Exit Signs
Fragment 2:33
The Supreme Court has just ordered President Nixon to hand over the tapes, not heavily edited transcripts. “Got him now,” I tell the car radio. Since Kennedy’s Camelot and his conspiracy-soaked assassination in Dallas, I’ve been fascinated by the hoopla, cigar smoke-filled backrooms and tragedies of American politics. So much more vibrant than the English slide from salience. I stay in mum’s car, borrowed for the week, to hear analysts analyse.
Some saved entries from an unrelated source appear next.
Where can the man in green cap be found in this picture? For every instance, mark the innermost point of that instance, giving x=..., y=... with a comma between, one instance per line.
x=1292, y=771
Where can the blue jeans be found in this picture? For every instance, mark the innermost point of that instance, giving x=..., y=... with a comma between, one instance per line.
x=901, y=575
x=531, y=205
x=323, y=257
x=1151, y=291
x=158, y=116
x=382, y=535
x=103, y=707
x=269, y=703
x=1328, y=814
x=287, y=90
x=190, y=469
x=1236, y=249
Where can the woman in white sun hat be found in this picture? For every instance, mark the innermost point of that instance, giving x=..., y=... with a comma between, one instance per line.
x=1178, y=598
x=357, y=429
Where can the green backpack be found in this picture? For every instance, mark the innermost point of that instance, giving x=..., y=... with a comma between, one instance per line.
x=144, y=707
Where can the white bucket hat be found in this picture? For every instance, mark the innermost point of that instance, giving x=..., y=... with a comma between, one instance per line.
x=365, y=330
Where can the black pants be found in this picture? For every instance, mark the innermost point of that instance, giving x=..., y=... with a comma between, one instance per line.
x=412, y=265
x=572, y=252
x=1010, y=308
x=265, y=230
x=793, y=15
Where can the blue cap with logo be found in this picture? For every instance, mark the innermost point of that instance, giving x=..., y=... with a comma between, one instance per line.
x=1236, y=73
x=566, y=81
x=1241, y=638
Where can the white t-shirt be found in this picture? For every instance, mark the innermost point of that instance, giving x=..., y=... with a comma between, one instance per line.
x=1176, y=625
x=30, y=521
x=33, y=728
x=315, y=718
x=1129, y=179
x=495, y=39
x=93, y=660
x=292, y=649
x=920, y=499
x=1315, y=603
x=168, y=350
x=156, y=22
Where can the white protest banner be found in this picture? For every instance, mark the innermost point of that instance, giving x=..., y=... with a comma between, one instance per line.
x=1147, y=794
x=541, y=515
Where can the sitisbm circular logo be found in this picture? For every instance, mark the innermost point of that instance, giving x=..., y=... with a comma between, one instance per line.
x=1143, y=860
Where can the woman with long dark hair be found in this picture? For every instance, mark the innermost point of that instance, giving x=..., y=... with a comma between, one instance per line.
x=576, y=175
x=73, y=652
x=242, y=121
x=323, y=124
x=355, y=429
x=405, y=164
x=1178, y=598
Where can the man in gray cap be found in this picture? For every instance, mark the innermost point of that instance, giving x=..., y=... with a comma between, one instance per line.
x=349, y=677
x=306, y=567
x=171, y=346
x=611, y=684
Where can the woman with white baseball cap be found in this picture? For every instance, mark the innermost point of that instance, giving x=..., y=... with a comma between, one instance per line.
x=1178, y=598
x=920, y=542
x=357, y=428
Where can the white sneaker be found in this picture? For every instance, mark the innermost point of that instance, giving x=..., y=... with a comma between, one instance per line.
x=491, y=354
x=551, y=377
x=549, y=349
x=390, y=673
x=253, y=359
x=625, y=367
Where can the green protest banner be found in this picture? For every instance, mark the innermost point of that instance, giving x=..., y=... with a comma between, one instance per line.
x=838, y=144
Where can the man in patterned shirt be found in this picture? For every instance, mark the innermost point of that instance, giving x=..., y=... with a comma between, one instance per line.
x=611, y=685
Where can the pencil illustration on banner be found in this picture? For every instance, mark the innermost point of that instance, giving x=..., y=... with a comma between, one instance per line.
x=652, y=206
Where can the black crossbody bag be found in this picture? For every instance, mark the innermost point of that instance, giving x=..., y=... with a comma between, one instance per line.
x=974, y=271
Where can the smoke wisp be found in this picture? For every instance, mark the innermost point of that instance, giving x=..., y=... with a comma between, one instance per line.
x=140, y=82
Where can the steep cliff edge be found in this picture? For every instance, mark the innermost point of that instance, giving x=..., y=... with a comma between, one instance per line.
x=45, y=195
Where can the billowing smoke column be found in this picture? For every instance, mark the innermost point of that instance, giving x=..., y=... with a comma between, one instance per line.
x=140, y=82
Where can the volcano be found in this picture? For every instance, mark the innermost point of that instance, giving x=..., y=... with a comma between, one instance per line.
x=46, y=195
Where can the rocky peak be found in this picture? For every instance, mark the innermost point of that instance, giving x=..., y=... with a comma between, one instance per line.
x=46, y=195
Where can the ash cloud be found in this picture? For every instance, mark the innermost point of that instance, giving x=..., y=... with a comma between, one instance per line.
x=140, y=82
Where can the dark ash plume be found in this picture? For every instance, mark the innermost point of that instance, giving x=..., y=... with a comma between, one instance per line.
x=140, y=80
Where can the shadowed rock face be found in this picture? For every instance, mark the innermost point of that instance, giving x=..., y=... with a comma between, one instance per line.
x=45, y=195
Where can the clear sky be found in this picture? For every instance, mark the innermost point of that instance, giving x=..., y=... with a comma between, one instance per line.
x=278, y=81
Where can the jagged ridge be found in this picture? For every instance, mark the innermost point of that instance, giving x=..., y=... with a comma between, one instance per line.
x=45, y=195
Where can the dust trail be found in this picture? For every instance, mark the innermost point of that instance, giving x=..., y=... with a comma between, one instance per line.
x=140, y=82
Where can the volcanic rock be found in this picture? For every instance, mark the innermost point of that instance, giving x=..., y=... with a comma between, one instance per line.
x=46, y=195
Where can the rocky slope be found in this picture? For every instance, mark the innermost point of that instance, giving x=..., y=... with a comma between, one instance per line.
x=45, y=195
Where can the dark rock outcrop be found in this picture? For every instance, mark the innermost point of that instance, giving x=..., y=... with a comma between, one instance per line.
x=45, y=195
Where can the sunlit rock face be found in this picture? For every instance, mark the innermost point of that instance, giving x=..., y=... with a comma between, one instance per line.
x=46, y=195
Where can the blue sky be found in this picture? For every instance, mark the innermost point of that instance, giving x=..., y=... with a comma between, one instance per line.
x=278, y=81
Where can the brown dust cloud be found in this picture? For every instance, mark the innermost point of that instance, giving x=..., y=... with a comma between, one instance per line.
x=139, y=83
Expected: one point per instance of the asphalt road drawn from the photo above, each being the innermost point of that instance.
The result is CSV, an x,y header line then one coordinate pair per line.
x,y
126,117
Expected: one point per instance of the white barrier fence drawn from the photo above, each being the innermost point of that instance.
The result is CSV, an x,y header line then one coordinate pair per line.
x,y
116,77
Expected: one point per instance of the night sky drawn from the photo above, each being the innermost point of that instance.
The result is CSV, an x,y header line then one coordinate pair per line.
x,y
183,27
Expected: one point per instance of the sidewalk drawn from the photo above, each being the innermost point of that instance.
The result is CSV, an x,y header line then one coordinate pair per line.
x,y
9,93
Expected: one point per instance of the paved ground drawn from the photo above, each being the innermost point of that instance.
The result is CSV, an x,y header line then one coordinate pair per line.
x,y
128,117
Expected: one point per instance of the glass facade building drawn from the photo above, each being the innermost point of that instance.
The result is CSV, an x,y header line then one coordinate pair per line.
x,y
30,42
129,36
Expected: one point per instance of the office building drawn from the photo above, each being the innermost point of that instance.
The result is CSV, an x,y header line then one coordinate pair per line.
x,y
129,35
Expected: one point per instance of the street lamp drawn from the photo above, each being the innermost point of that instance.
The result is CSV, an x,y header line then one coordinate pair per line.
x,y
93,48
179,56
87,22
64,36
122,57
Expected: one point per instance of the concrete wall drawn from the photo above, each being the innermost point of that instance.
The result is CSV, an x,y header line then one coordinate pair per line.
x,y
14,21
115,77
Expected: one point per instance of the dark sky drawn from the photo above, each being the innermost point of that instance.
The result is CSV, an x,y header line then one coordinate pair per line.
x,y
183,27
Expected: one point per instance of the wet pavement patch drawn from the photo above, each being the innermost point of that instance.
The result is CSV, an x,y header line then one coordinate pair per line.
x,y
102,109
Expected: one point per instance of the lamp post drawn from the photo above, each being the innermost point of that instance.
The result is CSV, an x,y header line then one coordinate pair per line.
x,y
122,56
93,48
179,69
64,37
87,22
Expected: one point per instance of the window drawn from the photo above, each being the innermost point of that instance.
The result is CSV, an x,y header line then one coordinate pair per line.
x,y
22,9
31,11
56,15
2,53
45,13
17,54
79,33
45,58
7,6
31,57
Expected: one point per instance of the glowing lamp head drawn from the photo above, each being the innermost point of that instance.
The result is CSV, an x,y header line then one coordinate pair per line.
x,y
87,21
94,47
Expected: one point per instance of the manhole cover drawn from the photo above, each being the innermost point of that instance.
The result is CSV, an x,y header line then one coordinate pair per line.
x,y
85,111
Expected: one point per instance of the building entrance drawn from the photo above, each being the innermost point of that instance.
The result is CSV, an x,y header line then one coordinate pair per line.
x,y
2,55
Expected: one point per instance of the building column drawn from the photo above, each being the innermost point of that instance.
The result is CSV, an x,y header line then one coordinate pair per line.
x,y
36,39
I’m also reluctant to get out and take the next step into an affair with the estranged wife of an ex-colleague. Judy is smart, adoring, sexy, with two kids, living in Essex, ninety minutes from Gipsy Hill. I’m parked just out of sight from her front door, waiting for the anonymity of night.
“Can Nixon climb out of the hole he’s dug for himself?” the talk-host asks. Judy’s kids don’t like me much; they’re wise. “He’s too far down, he’ll keep digging” replies one analyst. I’ll wait until they’re in bed. Then leave early for work tomorrow morning.
They’ll never know I was there for the night. “The cover-up is worse than the crime” a second analyst says. “Ab-so-lutely” I tell the car radio. I’ll wait a little longer; it’s a good discussion.
pale shades of green
morning a little later
first jersey day



Parallel universes all the way.
A jewel-like memory with the quality of good fiction.